Results: In response to A-sensitization, high levels of anti-A Ab were produced in untreated mice (group 1, Table). In contrast, anti-A remained undetectable in A-sensitized mice previously treated as neonates with A-Tg blood cells ±irradiation (groups 2&3). Treatment of adult mice (groups 4&5) with A-Tg blood cells resulted in reduced anti-A production in response to A-sensitization compared with untreated mice (group 1). Adult mice with undetectable natural anti-A (group 4) produced less anti-A vs those with pre-existing natural anti-A (group 5). Third-party antibody responses were high for all groups.

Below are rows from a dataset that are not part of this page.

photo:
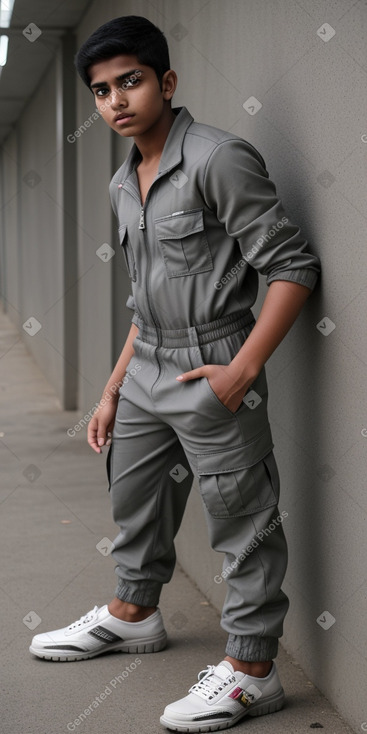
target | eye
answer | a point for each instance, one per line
(132, 81)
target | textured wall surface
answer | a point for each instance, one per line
(290, 77)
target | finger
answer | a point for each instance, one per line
(192, 375)
(94, 445)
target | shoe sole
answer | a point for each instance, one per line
(153, 644)
(269, 706)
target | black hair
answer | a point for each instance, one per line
(130, 34)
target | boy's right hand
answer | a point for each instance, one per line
(101, 425)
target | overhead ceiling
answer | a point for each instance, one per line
(30, 52)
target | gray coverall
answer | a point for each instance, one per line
(211, 221)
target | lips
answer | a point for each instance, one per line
(122, 116)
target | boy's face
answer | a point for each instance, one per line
(127, 94)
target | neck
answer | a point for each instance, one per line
(152, 142)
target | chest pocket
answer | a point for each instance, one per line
(183, 243)
(128, 251)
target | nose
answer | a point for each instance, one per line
(118, 98)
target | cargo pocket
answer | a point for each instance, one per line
(240, 480)
(127, 250)
(183, 243)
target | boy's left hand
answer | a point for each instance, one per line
(229, 387)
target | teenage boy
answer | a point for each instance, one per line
(198, 219)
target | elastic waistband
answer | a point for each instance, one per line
(193, 335)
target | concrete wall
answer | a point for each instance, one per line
(311, 130)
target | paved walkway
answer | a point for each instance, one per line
(54, 512)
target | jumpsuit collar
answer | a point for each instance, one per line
(172, 151)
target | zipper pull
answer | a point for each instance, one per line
(142, 219)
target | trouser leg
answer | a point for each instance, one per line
(150, 481)
(239, 484)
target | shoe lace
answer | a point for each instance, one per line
(84, 619)
(209, 684)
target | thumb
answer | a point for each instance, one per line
(192, 375)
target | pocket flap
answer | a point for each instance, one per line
(180, 225)
(237, 457)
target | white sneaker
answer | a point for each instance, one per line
(99, 632)
(222, 697)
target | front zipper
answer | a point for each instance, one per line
(142, 219)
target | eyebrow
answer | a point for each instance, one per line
(118, 79)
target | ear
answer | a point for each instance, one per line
(169, 84)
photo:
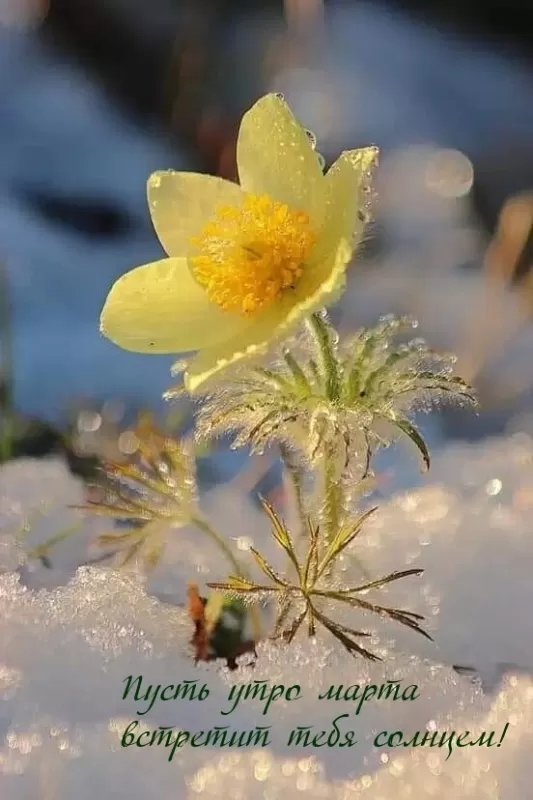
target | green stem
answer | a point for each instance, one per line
(333, 509)
(293, 481)
(6, 373)
(332, 493)
(205, 526)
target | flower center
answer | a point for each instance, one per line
(250, 254)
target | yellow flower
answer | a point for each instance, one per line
(246, 262)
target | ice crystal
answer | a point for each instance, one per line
(306, 600)
(151, 495)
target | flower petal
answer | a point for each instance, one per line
(347, 183)
(275, 157)
(323, 283)
(181, 203)
(159, 308)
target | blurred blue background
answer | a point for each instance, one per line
(96, 95)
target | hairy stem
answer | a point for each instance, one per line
(6, 372)
(219, 540)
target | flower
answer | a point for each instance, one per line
(152, 495)
(245, 263)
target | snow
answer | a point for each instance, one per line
(70, 638)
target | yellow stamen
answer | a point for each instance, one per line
(250, 254)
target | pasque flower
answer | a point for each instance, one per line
(245, 262)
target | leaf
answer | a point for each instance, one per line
(283, 612)
(326, 356)
(409, 430)
(407, 618)
(241, 586)
(281, 534)
(291, 632)
(344, 536)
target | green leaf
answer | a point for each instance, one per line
(344, 536)
(310, 571)
(326, 356)
(342, 634)
(281, 534)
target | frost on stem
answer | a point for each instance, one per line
(322, 397)
(306, 600)
(149, 495)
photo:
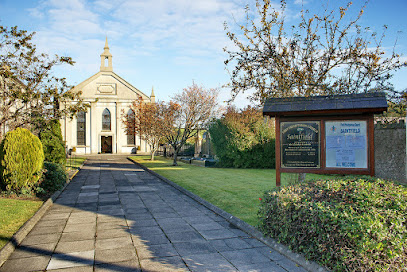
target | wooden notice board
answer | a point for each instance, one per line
(325, 134)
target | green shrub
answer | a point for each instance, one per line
(54, 177)
(346, 225)
(244, 139)
(51, 138)
(21, 160)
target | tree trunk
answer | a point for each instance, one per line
(301, 177)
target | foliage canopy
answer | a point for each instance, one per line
(244, 139)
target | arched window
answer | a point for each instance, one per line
(131, 134)
(81, 128)
(106, 120)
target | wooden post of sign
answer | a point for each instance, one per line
(278, 152)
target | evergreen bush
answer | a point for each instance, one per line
(51, 138)
(54, 177)
(21, 160)
(244, 139)
(345, 225)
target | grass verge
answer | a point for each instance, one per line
(236, 191)
(14, 213)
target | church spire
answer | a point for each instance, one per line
(106, 59)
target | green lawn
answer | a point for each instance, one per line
(236, 191)
(13, 214)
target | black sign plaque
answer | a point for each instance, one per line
(300, 144)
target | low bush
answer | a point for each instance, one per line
(54, 177)
(345, 225)
(21, 160)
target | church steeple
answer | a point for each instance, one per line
(106, 59)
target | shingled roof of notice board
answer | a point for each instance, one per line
(348, 103)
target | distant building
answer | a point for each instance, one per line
(100, 129)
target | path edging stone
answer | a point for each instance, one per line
(280, 248)
(23, 231)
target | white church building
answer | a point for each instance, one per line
(100, 129)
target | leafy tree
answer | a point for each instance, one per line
(151, 121)
(196, 107)
(21, 160)
(324, 54)
(244, 139)
(30, 93)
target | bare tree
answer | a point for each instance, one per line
(324, 54)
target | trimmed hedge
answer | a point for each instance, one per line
(51, 138)
(345, 225)
(21, 160)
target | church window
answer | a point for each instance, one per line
(131, 134)
(81, 128)
(106, 123)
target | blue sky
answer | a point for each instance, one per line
(165, 44)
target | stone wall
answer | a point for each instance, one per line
(390, 150)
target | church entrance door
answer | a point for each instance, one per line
(106, 142)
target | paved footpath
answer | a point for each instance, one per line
(114, 216)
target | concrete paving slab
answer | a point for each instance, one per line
(113, 243)
(88, 227)
(87, 268)
(196, 247)
(245, 256)
(112, 233)
(47, 230)
(164, 264)
(77, 236)
(150, 240)
(33, 251)
(230, 244)
(41, 239)
(126, 266)
(74, 246)
(188, 236)
(217, 234)
(261, 267)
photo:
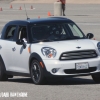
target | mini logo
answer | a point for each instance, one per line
(78, 47)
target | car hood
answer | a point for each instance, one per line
(70, 45)
(66, 46)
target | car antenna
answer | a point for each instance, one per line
(26, 12)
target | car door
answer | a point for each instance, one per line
(6, 46)
(21, 54)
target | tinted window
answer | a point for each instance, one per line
(10, 33)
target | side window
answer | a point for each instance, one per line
(10, 33)
(22, 33)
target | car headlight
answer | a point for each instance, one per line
(98, 45)
(48, 52)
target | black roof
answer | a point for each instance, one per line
(42, 20)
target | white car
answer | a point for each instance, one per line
(47, 47)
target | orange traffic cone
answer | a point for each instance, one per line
(49, 14)
(0, 9)
(11, 7)
(31, 7)
(20, 8)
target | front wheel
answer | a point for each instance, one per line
(3, 76)
(36, 73)
(96, 78)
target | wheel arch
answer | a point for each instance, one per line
(35, 56)
(1, 59)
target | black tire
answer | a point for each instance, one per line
(36, 72)
(3, 76)
(96, 78)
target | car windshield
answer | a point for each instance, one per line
(56, 32)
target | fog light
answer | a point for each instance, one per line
(54, 70)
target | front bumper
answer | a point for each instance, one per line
(67, 68)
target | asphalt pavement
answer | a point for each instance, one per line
(87, 17)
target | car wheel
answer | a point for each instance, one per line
(37, 73)
(3, 76)
(96, 78)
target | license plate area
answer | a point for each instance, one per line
(82, 66)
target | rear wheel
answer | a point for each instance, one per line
(96, 78)
(3, 76)
(36, 73)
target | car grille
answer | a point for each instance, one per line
(74, 71)
(74, 55)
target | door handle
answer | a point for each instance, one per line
(14, 49)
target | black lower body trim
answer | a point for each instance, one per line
(17, 74)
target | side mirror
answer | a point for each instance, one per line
(21, 42)
(89, 35)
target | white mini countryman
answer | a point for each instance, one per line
(47, 47)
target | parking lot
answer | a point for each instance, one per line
(87, 17)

Conclusions: Our results suggest that the erythrocyte component of A-Tg blood cells can induce robust A-antigen-specific tolerance in WT mice. Importantly, our findings suggest that tolerance to A-antigen is not limited to the neonatal period but can also be induced in adults, especially in mice without previously detectable natural anti-A antibody. Intentional induction of tolerance to A/B-antigen(s) may allow subsequent ABOi HTx.